One root common to $ax^2+2bx+c=0$ and $dx^2+2ex+f=0$

Question

If three distinct numbers $a,b,c$ are in GP, and the equations $ax^2+2bx+c=0$ and $dx^2+2ex+f=0$ have a common root, then which of the following statements is correct?
$1.$ $d,e,f$ are in GP.
$2.$ $d,e,f$ are in AP.
$3.$ $\frac da,\frac eb, \frac fc$ are in GP.
$4.$ $\frac da,\frac eb, \frac fc$ are in AP.

My attempt:

Let $r$ be the common ratio in $a,b,c$. So, $b=ar, c=ar^2$.

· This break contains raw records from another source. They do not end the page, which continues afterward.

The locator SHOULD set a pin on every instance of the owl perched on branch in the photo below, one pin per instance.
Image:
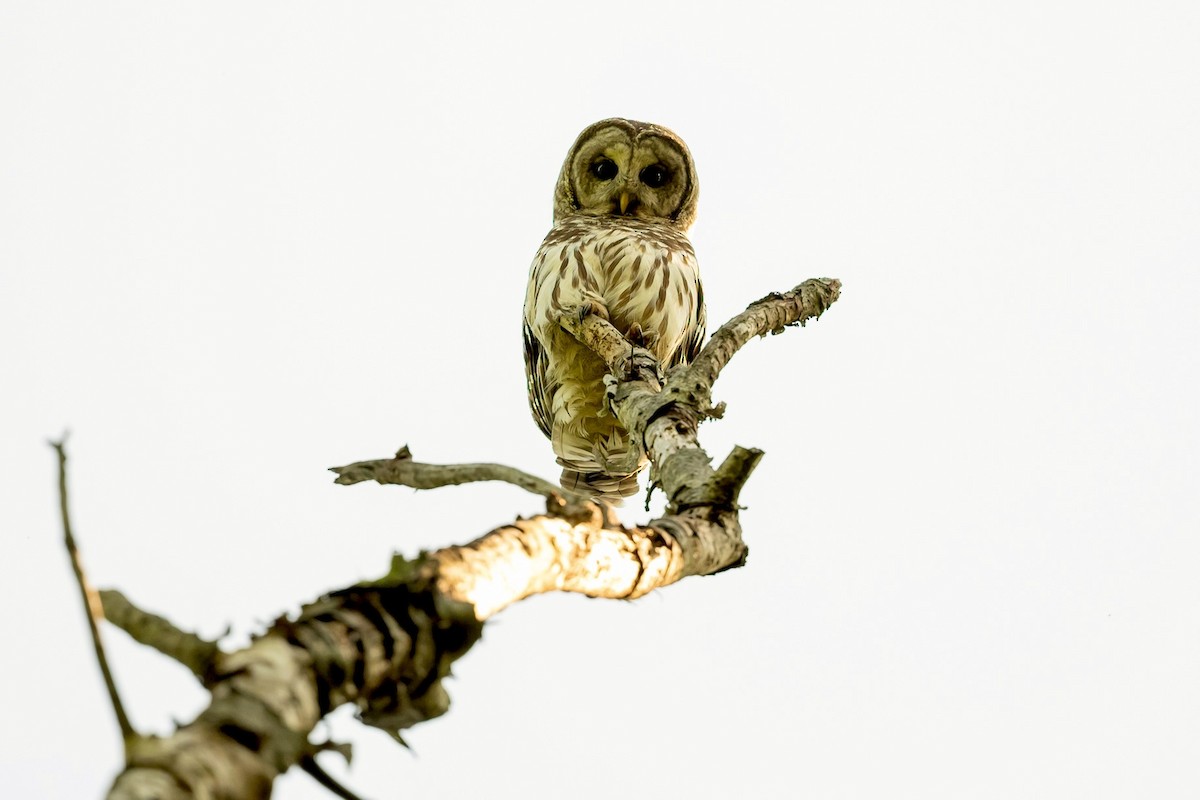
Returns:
(623, 204)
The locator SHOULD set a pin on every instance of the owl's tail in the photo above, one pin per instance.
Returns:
(603, 486)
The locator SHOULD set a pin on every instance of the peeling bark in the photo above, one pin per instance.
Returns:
(385, 645)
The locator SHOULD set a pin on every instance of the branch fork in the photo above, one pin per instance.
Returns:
(387, 644)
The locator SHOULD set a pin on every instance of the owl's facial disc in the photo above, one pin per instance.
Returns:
(630, 169)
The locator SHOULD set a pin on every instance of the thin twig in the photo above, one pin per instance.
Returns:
(405, 471)
(189, 649)
(91, 605)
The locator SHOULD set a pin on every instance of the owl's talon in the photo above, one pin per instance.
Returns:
(589, 307)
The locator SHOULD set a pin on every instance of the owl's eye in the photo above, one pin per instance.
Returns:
(605, 169)
(654, 175)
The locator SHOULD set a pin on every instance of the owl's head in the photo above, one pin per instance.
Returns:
(625, 168)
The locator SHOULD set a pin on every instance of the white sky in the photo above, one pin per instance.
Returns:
(243, 242)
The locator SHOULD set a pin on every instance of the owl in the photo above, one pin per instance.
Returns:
(624, 200)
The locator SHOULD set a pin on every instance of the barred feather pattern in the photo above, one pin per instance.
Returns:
(642, 275)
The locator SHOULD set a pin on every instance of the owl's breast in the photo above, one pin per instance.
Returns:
(643, 274)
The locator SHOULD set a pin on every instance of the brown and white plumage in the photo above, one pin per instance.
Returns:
(624, 200)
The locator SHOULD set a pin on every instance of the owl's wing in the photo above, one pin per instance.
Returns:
(535, 379)
(695, 340)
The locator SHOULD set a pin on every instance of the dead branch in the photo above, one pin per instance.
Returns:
(385, 645)
(91, 603)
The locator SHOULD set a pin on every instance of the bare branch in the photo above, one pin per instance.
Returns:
(91, 605)
(160, 633)
(772, 314)
(402, 470)
(385, 645)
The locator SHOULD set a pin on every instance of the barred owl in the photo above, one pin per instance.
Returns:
(624, 200)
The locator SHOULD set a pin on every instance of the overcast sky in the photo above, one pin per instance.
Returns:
(241, 242)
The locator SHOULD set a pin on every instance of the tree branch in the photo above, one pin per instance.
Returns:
(91, 603)
(385, 645)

So, the first equation becomes $ax^2+2arx+ar^2=0\implies x^2+2rx+r^2=0$.

Let $\alpha$ be the common root. So, $\alpha^2+2r\alpha+r^2=0$. Also, $d\alpha^2+2e\alpha+f=0\implies \alpha^2+2\frac ed\alpha+\frac fd=0$.

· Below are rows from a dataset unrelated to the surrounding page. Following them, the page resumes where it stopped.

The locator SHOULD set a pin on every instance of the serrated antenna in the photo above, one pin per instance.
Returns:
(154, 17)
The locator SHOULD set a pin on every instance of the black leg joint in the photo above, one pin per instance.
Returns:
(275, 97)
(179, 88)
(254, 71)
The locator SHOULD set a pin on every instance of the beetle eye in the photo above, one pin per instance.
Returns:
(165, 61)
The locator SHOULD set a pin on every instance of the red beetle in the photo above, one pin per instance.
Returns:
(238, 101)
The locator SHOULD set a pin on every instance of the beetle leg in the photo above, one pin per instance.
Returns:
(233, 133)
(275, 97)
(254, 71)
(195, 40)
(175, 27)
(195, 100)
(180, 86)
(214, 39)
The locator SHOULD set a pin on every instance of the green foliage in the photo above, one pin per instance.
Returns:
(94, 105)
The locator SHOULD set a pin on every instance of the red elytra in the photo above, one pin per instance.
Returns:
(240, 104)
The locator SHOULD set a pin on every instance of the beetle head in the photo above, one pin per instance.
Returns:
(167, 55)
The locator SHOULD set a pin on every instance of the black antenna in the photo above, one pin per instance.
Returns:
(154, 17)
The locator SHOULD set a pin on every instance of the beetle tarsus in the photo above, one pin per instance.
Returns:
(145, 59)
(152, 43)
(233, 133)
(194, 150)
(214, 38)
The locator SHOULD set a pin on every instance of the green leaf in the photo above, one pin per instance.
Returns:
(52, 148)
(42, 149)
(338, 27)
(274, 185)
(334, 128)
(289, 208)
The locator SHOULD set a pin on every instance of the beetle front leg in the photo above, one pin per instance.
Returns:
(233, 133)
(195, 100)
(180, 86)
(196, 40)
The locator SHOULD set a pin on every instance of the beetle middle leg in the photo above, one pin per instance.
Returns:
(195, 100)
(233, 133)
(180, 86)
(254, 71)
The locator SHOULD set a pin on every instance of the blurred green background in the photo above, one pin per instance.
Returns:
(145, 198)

On comparing, I get $r=\frac ed, r^2=\frac fd\implies(\frac ed)^2=\frac fd\implies e^2=fd$.

So, I am getting option $1$ as correct. But the answer is given as $4$. What's my mistake?

While this post indeed has a lot of good answers, my question was about my mistake in the method I followed. Scilife has answered that in the comments below.

Answer 1

Following your notation, let us say that the common ratio of the geometric progression is $r$. The equation, as you currently noted, becomes: $$ x^2 + 2rx + r^2 = 0 $$ It can easily be seen that the above equation has a double root, which is $-r$. Hence, this must be the root in common with the second quadratic equation as well.

Substituting the root into the second equation, we get: $$dr^2 - 2er + f = 0$$ Using the fact that $r^2 = \frac{c}{a}$ and $r = \frac{c}{b}$ and dividing both sides of the equation by $c$, we see that: $$\frac{d}{a} - 2\frac{e}{b} + \frac{f}{c} = 0 $$ Which is the condition for 3 numbers to be in arithmetic progression.

Answer 2

From the progression $ \ a \ , \ b = ar \ , \ c = ar^2 \ \ , $ we can write the first quadratic polynomial as $$ ax^2 \ + \ 2bx \ + \ c \ \ = \ \ ax^2 \ + \ 2·ar·x \ + \ ar^2 \ \ , \ \ $$ for which we immediately see that it is a binomial-square with a "double zero" $ \ -r \ \ , $ as Scilife has observed. For the second polynomial, we label its other zero as $ \ s \ $ and may then express it as $$ dx^2 \ + \ 2ex \ + \ f \ \ = \ \ d·(x + r)·(x - s) \ \ = \ \ dx^2 \ + \ d·(r - s)·x \ + \ (-d·r·s) \ \ . $$ Since the choice of $ \ s \ $ is unspecified, there is no general statement we can make about what sort of progression $ \ d \ , \ \frac12 d·(r - s) \ , \ -d·rs \ \ $ constitutes. To investigate the other choices for this question, we might directly construct the ratios $$ \frac{e}{b} \ \ = \ \ \frac{\frac12·d \ · \ (r \ - \ s)}{a·r} \ \ = \ \ \left(\frac12 \ - \ \frac{s}{2r} \right)·\frac{d}{a} \ \ \ , \ \ \ \frac{f}{c} \ \ = \ \ \frac{-d· \ r ·s}{a·r^2} \ \ = \ \ - \frac{s}{r} ·\frac{d}{a} \ \ . $$

This form for the expressions then makes it evident that $$ \frac{\frac{d}{a} \ + \ \frac{f}{c}}{2} \ = \ \frac12 · \left( \ \frac{d}{a} \ + \ \left[ \ - \frac{s}{r} ·\frac{d}{a} \ \right] \ \right) \ \ = \ \ \frac12 · \frac{d}{a} · \left( \ 1 \ - \ \frac{s}{r} \ \right) \ \ = \ \ \frac{e}{b} \ \ , $$ indicating that choice $ \ \mathbf{(4)} \ $ is correct.